Boothbay-Boothbay Harbor Community School District trustees were all about opening doors June 3, meeting face-to-face for the first time since March. Alternative Organizational Structure (AOS) 98 Superintendent Keith Laser said the intent is to open the schools in September, but there is no concrete plan to consider coming into the last leg of budget season. Laser said he has been spending time looking at other states' plans for reopening in the fall as Maine Department of Education Commissioner Pender Makin continues to form a plan.
Laser said there are some obvious things the CSD can do to prepare like budgeting for face masks, measures needed to keep students and staff six feet apart and for extra cleaning and hygienic supplies. Laser also said funds from the Coronavirus Aid, Relief, and Economic Security Act (CARES) – about $98,000 – will go toward easing any extra burdens on the budget.
“The commissioner and the DOE have done a magnificent job throughout this process. She's listening to superintendents, to anybody that reaches out to her with an idea on how we can do something and then shortly thereafter it comes out from either the governor, from the governor's office or the DOE. There's just a lot of moving parts on this thing.”
Demolition on Boothbay Region Elementary School’s interior and front doors began June 8 and front doors will start going in on June 20.
“They'll be doing one door at a time most likely down the K-2 wing. They'll take the time to frame doors in with plywood then the glass guy comes by later and installs the glass,” said AOS 98 Director of Transportation and Maintenance Dave Benner.

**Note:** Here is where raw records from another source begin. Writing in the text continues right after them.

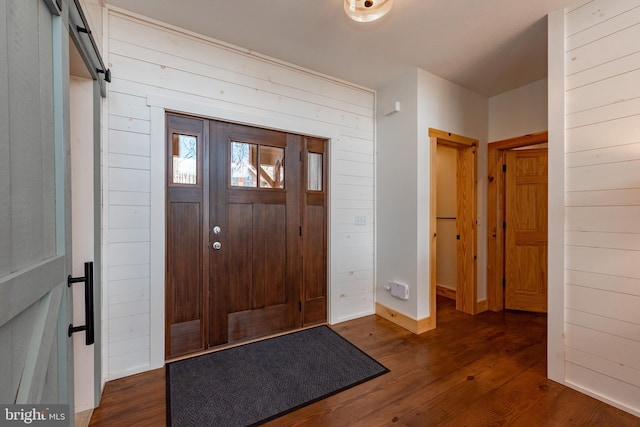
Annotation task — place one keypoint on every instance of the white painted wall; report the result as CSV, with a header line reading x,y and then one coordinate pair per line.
x,y
518,112
601,141
157,67
403,180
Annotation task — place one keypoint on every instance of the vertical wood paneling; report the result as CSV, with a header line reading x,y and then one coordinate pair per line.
x,y
602,196
203,77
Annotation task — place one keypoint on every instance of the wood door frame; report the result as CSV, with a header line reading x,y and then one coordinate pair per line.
x,y
467,148
495,213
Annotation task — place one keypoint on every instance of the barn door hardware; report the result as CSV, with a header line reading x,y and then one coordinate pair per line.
x,y
88,303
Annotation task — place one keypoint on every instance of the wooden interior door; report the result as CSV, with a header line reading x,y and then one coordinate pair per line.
x,y
526,230
255,232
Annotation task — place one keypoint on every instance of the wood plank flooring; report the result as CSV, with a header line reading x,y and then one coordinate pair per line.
x,y
483,370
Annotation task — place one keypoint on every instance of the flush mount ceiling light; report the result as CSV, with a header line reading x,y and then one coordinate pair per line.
x,y
367,10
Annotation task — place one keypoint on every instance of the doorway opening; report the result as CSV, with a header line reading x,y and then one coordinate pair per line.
x,y
517,223
246,224
457,221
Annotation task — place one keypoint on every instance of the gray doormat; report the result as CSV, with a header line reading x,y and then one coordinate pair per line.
x,y
260,381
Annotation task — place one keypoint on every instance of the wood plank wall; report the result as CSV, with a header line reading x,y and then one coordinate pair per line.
x,y
602,193
148,59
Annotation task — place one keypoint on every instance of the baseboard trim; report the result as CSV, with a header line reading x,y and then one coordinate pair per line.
x,y
410,324
446,292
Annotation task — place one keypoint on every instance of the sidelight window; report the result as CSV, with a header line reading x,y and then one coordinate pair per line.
x,y
254,165
185,159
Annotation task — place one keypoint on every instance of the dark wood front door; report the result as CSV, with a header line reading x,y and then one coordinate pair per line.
x,y
246,237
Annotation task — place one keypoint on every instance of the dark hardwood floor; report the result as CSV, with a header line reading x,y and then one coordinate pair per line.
x,y
483,370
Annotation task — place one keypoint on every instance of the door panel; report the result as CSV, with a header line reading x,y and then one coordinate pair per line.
x,y
246,239
526,230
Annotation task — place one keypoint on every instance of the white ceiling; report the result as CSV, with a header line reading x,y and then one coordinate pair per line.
x,y
488,46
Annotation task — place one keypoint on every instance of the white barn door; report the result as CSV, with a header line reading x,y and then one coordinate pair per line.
x,y
35,351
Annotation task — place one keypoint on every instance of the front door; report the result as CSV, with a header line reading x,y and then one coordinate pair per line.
x,y
255,236
246,233
526,230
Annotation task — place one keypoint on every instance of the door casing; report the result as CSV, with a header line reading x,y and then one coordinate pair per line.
x,y
495,213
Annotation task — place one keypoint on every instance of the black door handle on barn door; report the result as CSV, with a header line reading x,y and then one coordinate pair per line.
x,y
88,303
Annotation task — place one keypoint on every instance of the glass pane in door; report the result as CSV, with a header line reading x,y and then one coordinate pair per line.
x,y
243,164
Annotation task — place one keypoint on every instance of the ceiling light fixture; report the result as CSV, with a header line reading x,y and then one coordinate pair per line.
x,y
367,10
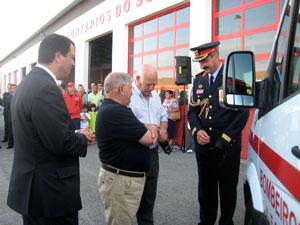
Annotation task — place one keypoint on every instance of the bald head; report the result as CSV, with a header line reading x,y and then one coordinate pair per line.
x,y
117,86
146,79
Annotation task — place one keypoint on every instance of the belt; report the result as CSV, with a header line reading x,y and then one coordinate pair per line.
x,y
123,172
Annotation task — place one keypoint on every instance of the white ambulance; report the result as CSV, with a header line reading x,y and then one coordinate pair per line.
x,y
272,179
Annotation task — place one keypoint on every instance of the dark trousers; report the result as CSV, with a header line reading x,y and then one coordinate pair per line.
x,y
217,174
10,140
63,220
145,212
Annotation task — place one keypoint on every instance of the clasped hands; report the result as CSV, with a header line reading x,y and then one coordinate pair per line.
x,y
157,133
88,133
203,139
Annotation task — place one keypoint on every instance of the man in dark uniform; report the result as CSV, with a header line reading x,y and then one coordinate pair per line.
x,y
217,135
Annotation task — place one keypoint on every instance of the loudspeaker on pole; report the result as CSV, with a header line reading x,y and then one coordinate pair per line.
x,y
183,70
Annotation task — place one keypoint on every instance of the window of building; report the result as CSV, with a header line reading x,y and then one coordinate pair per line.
x,y
157,40
247,25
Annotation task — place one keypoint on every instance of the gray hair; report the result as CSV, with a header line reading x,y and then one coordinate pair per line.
x,y
115,80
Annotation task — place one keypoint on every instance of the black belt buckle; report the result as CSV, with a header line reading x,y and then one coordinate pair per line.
x,y
122,172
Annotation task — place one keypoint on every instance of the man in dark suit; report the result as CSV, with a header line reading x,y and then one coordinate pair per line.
x,y
10,140
217,135
44,184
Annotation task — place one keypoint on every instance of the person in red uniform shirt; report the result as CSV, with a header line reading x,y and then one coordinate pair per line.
x,y
73,102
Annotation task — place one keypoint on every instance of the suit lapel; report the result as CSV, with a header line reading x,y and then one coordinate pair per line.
x,y
218,80
44,73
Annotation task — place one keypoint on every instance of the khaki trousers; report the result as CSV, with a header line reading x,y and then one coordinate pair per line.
x,y
120,195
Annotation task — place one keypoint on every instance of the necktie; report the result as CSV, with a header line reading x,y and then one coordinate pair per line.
x,y
211,81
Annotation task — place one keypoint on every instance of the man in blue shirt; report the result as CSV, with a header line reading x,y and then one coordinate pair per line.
x,y
146,106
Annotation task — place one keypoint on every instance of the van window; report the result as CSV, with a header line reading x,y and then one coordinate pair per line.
x,y
294,84
282,42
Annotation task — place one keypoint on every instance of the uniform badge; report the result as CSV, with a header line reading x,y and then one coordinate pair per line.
x,y
199,91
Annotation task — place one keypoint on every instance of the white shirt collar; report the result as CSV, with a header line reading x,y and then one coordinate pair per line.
x,y
135,88
215,74
47,70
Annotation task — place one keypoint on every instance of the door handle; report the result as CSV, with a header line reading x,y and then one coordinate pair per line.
x,y
296,151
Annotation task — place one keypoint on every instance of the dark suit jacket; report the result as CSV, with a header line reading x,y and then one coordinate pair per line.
x,y
218,120
45,175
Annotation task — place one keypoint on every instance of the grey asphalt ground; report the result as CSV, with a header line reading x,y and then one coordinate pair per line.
x,y
176,202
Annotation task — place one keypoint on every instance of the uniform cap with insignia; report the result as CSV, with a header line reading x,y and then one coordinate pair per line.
x,y
202,51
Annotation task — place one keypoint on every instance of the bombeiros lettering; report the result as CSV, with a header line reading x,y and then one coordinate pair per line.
x,y
106,16
279,205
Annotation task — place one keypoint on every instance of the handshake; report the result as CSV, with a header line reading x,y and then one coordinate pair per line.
x,y
88,134
166,147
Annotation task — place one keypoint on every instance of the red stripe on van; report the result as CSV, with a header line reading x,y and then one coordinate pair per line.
x,y
284,171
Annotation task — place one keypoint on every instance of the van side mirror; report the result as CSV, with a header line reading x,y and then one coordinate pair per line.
x,y
238,81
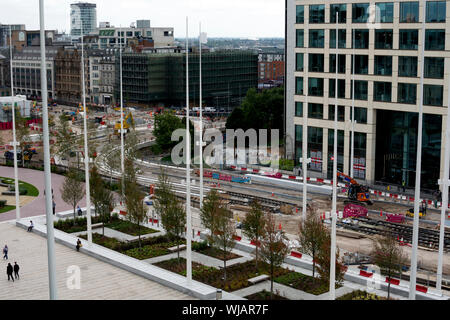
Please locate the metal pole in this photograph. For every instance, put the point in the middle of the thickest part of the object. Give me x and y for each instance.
(352, 152)
(201, 119)
(444, 204)
(86, 149)
(415, 239)
(333, 210)
(47, 172)
(188, 168)
(13, 111)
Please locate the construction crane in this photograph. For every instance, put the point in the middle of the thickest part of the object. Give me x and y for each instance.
(356, 193)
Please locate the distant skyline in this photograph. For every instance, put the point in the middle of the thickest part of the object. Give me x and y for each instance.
(224, 18)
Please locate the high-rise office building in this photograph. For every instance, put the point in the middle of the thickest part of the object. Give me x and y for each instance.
(386, 39)
(85, 13)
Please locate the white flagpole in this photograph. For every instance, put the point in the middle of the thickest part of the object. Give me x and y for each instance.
(47, 172)
(188, 168)
(86, 151)
(201, 117)
(415, 239)
(333, 210)
(13, 111)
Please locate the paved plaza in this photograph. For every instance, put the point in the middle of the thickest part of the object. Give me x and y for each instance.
(99, 280)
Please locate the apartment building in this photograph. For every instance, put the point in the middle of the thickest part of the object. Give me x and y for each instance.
(384, 39)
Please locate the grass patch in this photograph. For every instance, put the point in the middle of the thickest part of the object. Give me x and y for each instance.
(129, 228)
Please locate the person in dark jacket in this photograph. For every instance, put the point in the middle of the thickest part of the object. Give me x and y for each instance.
(9, 270)
(16, 270)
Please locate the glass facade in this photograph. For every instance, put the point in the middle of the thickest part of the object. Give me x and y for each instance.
(382, 91)
(408, 39)
(407, 66)
(360, 12)
(435, 39)
(407, 93)
(315, 62)
(299, 61)
(316, 38)
(341, 113)
(383, 38)
(435, 11)
(383, 65)
(432, 95)
(341, 63)
(342, 38)
(300, 14)
(341, 9)
(396, 148)
(409, 12)
(332, 88)
(315, 87)
(361, 37)
(299, 38)
(315, 110)
(384, 12)
(317, 13)
(434, 68)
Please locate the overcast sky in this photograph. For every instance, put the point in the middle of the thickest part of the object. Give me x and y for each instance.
(220, 18)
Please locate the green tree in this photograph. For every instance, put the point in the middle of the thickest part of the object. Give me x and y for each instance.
(253, 226)
(72, 190)
(273, 246)
(312, 234)
(388, 255)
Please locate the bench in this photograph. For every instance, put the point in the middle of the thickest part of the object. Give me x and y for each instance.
(175, 249)
(257, 279)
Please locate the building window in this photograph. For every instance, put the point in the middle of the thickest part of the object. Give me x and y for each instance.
(341, 9)
(332, 87)
(315, 87)
(300, 14)
(360, 12)
(315, 110)
(409, 12)
(341, 63)
(299, 109)
(315, 62)
(407, 66)
(435, 39)
(385, 12)
(382, 91)
(361, 37)
(317, 13)
(434, 68)
(360, 90)
(299, 38)
(360, 115)
(436, 11)
(383, 65)
(342, 38)
(299, 62)
(341, 113)
(316, 38)
(299, 85)
(361, 64)
(407, 93)
(408, 39)
(432, 95)
(383, 39)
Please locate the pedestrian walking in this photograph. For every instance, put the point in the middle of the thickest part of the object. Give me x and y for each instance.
(5, 252)
(16, 270)
(9, 271)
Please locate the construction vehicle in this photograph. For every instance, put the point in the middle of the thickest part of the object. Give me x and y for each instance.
(356, 193)
(422, 211)
(128, 122)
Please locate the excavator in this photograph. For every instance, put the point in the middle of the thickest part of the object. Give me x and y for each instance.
(357, 193)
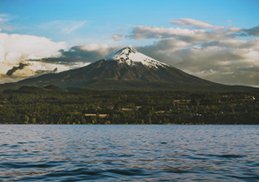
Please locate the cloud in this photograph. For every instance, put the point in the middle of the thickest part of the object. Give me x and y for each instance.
(4, 23)
(212, 52)
(252, 31)
(193, 23)
(63, 26)
(227, 61)
(117, 37)
(16, 49)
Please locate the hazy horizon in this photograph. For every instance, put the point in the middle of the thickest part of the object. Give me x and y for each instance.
(215, 40)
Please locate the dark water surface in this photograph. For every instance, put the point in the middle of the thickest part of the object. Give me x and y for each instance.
(129, 153)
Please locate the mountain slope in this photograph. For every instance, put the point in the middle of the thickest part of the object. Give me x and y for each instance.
(126, 69)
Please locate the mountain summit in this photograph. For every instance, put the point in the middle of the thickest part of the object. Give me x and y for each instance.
(126, 69)
(132, 57)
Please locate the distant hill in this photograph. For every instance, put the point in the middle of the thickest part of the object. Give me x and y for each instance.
(126, 69)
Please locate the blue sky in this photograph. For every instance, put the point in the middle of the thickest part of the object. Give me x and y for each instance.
(100, 18)
(216, 40)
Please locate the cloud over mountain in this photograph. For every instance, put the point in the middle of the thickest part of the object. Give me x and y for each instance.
(217, 53)
(16, 49)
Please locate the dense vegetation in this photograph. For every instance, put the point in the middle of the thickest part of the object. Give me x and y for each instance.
(29, 105)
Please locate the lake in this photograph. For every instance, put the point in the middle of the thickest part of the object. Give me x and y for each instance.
(129, 152)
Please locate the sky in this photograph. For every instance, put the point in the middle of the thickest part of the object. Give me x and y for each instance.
(215, 40)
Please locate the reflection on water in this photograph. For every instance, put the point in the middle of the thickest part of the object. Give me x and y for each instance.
(129, 152)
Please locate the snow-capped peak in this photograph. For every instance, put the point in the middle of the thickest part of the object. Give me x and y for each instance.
(131, 56)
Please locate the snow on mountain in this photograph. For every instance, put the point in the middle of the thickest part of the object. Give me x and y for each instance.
(132, 57)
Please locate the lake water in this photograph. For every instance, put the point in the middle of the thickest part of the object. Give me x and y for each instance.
(129, 153)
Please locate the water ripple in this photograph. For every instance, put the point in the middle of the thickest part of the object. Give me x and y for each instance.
(128, 153)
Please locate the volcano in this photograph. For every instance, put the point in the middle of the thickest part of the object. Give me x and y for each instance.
(126, 69)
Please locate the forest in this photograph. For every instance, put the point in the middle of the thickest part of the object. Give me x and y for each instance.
(33, 105)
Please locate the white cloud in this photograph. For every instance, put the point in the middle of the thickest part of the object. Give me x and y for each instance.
(117, 37)
(193, 23)
(212, 52)
(63, 26)
(16, 48)
(4, 23)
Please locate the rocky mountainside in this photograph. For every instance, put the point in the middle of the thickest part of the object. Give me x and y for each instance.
(126, 69)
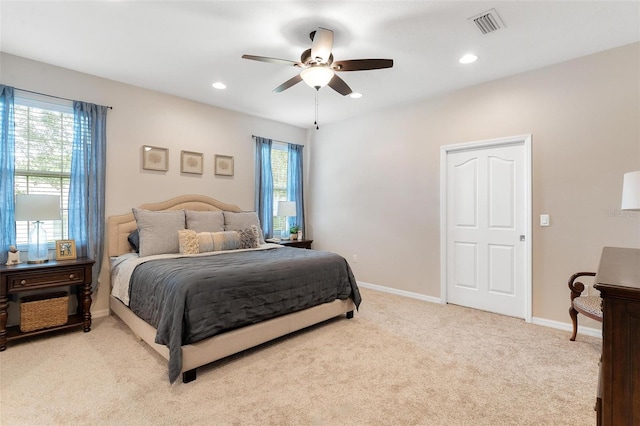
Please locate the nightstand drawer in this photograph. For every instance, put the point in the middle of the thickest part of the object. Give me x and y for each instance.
(68, 276)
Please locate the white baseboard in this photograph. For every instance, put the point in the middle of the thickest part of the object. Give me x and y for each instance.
(399, 292)
(587, 331)
(99, 314)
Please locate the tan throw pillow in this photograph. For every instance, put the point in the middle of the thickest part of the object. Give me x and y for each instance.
(249, 237)
(218, 241)
(188, 242)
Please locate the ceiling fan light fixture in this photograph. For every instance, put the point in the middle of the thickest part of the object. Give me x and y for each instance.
(317, 77)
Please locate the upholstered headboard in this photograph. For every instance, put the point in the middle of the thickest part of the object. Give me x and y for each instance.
(119, 227)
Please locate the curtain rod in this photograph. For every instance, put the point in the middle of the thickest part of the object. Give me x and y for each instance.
(52, 96)
(275, 140)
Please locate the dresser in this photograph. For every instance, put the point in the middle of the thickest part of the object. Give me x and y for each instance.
(76, 273)
(618, 280)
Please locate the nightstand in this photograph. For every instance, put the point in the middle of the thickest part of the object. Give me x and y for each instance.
(26, 277)
(297, 243)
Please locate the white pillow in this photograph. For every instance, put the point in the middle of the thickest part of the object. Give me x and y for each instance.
(158, 231)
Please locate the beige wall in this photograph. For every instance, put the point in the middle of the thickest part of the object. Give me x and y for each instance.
(142, 117)
(374, 180)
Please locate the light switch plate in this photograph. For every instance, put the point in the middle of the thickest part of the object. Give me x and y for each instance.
(544, 220)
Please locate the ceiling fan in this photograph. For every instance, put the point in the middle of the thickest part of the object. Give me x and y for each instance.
(319, 69)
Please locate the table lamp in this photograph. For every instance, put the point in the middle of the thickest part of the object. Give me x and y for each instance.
(631, 191)
(286, 209)
(37, 208)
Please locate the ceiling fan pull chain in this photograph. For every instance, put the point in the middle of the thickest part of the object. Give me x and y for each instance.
(316, 122)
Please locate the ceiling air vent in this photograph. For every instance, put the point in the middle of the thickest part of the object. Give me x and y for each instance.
(488, 21)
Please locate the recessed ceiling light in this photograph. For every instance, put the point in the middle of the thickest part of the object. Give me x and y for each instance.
(468, 58)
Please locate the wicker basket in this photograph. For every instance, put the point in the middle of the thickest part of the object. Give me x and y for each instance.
(43, 311)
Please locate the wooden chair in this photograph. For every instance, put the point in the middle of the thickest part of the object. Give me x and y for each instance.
(589, 306)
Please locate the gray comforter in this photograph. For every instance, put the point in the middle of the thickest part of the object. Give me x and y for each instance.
(191, 298)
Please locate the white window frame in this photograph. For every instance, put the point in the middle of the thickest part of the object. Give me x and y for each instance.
(55, 229)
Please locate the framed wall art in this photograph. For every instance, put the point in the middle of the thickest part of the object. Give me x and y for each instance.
(155, 158)
(223, 165)
(191, 162)
(65, 249)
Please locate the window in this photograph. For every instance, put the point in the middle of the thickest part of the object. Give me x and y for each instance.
(279, 160)
(44, 139)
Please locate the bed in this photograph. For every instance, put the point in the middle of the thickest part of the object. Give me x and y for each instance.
(236, 293)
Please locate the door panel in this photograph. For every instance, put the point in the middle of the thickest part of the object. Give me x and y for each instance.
(466, 255)
(485, 218)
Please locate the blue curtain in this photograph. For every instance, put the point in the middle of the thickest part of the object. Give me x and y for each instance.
(87, 183)
(264, 185)
(294, 185)
(7, 168)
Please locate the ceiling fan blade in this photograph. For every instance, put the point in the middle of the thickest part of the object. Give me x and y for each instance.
(362, 64)
(338, 84)
(272, 60)
(284, 86)
(322, 45)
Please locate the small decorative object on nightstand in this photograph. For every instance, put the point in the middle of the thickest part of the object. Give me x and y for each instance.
(13, 256)
(297, 243)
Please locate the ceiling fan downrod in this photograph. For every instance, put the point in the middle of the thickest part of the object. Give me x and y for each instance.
(316, 122)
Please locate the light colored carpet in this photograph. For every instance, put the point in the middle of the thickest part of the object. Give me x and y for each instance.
(398, 362)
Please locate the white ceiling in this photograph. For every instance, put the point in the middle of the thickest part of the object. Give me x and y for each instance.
(182, 47)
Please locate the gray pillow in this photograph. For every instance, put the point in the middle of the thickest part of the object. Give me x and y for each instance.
(241, 221)
(159, 231)
(205, 221)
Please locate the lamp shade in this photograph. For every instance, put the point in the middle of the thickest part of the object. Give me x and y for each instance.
(317, 76)
(631, 191)
(287, 208)
(37, 207)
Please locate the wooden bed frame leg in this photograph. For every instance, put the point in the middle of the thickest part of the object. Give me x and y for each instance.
(189, 376)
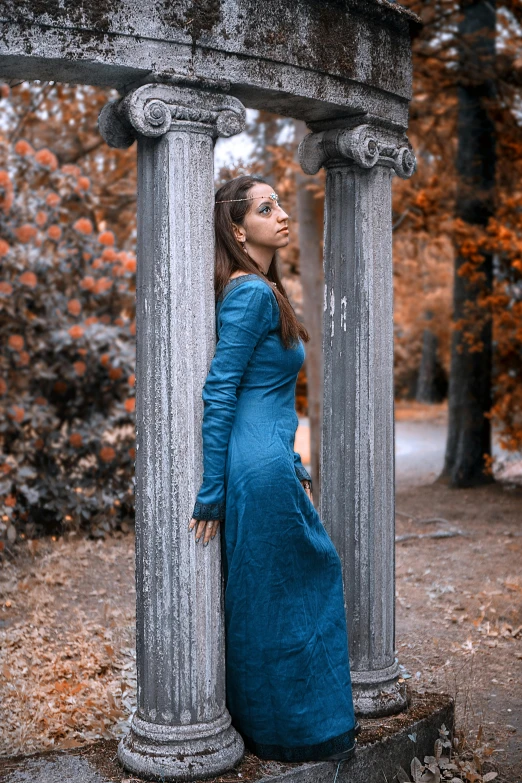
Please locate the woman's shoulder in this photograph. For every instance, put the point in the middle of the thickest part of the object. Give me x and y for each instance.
(243, 285)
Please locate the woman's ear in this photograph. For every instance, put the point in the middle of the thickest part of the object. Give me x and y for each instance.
(239, 232)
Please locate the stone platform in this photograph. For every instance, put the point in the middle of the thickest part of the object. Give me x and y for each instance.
(385, 744)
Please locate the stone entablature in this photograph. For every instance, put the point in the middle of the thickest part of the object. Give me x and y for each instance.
(311, 60)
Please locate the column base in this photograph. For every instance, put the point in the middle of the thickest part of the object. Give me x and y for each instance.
(168, 753)
(378, 693)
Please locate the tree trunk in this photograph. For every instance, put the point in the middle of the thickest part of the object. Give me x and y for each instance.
(312, 277)
(469, 432)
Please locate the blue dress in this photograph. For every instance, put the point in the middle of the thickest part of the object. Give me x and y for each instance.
(288, 681)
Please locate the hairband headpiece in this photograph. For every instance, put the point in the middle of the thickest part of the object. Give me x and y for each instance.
(272, 195)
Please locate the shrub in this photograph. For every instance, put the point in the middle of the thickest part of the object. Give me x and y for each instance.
(67, 353)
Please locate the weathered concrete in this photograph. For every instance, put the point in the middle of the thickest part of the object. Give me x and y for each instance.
(181, 730)
(312, 60)
(357, 470)
(344, 67)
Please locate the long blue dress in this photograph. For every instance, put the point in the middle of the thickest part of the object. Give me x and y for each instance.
(288, 676)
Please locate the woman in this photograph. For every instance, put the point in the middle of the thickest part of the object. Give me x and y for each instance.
(288, 677)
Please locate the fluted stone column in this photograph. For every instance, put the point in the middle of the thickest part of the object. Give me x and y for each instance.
(181, 729)
(358, 459)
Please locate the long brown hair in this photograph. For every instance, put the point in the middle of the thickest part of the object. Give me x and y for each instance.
(230, 257)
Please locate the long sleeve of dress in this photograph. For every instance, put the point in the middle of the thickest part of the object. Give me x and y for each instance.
(244, 320)
(300, 470)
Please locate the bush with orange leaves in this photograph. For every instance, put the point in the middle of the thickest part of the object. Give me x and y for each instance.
(66, 354)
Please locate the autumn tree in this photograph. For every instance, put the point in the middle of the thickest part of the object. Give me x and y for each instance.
(67, 353)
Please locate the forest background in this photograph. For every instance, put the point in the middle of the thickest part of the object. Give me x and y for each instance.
(67, 277)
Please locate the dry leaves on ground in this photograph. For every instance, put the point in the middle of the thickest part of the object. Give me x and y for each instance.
(67, 678)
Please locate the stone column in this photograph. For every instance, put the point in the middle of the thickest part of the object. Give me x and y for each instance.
(358, 458)
(181, 729)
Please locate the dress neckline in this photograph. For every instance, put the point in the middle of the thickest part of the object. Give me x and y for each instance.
(236, 280)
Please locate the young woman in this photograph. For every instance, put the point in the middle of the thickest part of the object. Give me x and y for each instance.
(288, 677)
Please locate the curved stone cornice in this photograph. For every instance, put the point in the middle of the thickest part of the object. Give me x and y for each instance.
(154, 109)
(365, 145)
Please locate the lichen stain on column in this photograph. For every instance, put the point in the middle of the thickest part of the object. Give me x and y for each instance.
(182, 729)
(357, 499)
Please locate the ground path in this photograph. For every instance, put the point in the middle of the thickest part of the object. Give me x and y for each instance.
(67, 615)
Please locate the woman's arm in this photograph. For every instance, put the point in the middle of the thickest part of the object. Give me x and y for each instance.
(302, 473)
(245, 318)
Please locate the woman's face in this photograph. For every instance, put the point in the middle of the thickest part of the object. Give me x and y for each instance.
(265, 225)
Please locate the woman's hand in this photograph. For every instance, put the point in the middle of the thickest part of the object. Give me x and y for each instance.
(307, 488)
(209, 527)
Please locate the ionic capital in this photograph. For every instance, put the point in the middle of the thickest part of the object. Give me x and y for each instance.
(154, 109)
(365, 145)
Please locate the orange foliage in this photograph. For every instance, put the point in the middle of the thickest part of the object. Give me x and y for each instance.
(28, 279)
(101, 285)
(54, 232)
(25, 233)
(106, 238)
(76, 332)
(74, 306)
(76, 440)
(47, 158)
(6, 191)
(83, 226)
(52, 200)
(107, 454)
(23, 148)
(16, 342)
(17, 413)
(87, 283)
(6, 288)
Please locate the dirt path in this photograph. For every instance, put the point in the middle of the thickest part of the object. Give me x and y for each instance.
(67, 626)
(459, 610)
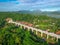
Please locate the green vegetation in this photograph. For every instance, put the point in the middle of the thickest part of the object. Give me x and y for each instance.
(12, 35)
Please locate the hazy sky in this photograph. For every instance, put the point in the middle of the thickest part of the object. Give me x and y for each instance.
(15, 5)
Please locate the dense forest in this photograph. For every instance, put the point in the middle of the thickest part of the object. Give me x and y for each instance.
(13, 35)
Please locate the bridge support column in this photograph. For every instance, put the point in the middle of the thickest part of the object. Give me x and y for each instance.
(20, 26)
(41, 34)
(59, 41)
(24, 27)
(28, 29)
(47, 36)
(36, 32)
(32, 30)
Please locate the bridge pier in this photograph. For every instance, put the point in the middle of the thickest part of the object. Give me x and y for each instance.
(41, 34)
(36, 32)
(47, 36)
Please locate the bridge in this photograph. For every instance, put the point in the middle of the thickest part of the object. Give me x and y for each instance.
(36, 30)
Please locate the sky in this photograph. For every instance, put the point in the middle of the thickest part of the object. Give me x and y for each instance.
(16, 5)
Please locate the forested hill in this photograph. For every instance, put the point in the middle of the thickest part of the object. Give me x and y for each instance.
(13, 35)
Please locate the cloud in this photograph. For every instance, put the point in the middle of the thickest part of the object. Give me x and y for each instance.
(28, 1)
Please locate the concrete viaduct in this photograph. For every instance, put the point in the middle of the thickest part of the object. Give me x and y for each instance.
(37, 30)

Benner said while the project will start at the main entry and go door by door, all materials are en route and everything has already reached Maine, so delivery should be soon and the project should go smoothly.
Concrete work will begin on June 15 and bids for a new generator at BRES are due to come in June 17, Benner added. “I'm pretty excited. Being in public safety my whole life and this school being an emergency shelter, we always really relied on it … I think that's huge for police, fire and EMS and local community members.”
Paving and roofing bids closed June 5 with no responses. Benner said the biggest issue with pavement – even though the project is split into five smaller projects – is finding a company that will take on a smaller project during the height of road construction work. “Crooker doesn't reply, Hagar doesn't reply – they're just too busy. They're in the middle of a season now where they just want to do big projects.”
Benner said three roofs have been budgeted that total 3,000 square feet, but the caveat with roofing projects is providing worker’s compensation insurance. “A lot of your local roofers don't carry it … If somebody falls and gets hurt and they don't have insurance, they're going to come back to the people with the big bucks and that's us.”